In the second cohort, rates were 100% for the treatment-naïve patients with or without ribavirin and for the nonresponders without ribavirin. For nonresponders who received ribavirin, the response was 93%.
“This is high cost, high-gain therapy for those who respond. Patients can be cured.”
A phase 3 study looked at the investigational combination of faldaprevir, interferon, and ribavirin (Boehringer Ingelheim). In 500 treatment-naïve patients with genotype 1 hepatitis C, sustained viral response at 12 weeks was 72% to 73%, depending on dosage. In treatment-experienced patients, response was 70% in the 99 who had relapsed on previous treatment and 58% in the 57 who had partially responded to previous treatment. Sustained viral response at 12 weeks was 33% in the 145 patients who had not responded at all to previous treatment.
An open-label phase 3 all-oral study of sofosbuvir plus ribavirin evaluated 68 treatment-naïve patients who were coinfected with HIV. Sustained viral response at 12 week rates was 88% for the 26 patients with genotype 2 hepatitis C and 67% for the 42 patients with genotype 3. Most were also on antiretroviral therapy.

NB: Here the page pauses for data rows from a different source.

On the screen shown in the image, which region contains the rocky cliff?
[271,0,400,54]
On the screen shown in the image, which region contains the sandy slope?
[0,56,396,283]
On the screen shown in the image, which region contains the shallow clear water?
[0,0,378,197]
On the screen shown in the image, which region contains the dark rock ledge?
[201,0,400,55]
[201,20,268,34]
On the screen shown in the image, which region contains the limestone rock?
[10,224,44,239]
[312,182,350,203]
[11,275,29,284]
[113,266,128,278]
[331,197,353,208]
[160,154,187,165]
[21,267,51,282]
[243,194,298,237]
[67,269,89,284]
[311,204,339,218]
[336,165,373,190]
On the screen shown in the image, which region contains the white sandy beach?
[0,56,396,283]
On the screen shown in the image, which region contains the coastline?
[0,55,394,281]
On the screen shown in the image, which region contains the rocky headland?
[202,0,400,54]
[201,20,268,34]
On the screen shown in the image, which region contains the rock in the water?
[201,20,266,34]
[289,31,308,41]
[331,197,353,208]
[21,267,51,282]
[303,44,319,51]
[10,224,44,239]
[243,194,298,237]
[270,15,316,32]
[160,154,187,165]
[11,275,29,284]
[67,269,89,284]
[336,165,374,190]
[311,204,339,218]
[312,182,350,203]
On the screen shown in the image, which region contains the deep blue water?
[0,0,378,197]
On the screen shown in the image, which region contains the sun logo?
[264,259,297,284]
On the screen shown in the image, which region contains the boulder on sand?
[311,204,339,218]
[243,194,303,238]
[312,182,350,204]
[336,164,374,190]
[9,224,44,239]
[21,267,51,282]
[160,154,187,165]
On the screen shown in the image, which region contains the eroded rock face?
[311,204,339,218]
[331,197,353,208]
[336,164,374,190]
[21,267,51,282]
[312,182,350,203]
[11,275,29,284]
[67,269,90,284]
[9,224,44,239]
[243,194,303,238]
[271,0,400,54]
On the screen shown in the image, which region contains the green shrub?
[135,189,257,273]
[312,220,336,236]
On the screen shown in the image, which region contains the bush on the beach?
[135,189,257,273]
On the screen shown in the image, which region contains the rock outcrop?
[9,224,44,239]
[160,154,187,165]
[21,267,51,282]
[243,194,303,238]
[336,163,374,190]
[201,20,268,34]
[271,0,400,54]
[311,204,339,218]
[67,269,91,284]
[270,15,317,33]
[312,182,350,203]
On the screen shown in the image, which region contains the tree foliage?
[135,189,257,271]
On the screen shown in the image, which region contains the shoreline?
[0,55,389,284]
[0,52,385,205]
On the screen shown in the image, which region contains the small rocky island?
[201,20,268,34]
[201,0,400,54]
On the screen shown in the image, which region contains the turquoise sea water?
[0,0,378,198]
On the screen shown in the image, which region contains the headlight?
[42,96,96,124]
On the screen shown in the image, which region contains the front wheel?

In a phase 2 trial of 61 patients infected with hepatitis C who were awaiting liver transplantation, 37 had an undetectable viral load (<25 IU/mL) after 48 weeks of treatment with sofosbuvir and ribavirin. Of those, 62% had an undetectable viral load 12 weeks after transplantation. In a second phase 2 study of 35 patients with established recurrent hepatitis C infection after liver transplantation, 77% responded after 24 weeks of sofosbuvir and ribavirin.
"I think this field is going to have multiple agents and multiple combinations," Dr. Fitz said. "There's absolutely a requirement for an individual doctor and an individual patient to come together. If something fails, you might opt for off-label use, but that's not the same as knowing what works best. Doing the studies is going to be necessary for using these new tools wisely."
He noted that screening is merited to identify more patients and get them into treatment, even though the new treatments are likely to be expensive. "This is high cost, high-gain therapy for those who respond. Patients can be cured. That is a powerful positive that really demands treatment."
These studies are industry funded and many of the investigators have financial relationships with the companies. Dr. Fitz has disclosed no relevant financial relationships.
The Liver Meeting 2013: American Association for the Study of Liver Diseases (AASLD). Presented November 3 and 4, 2013.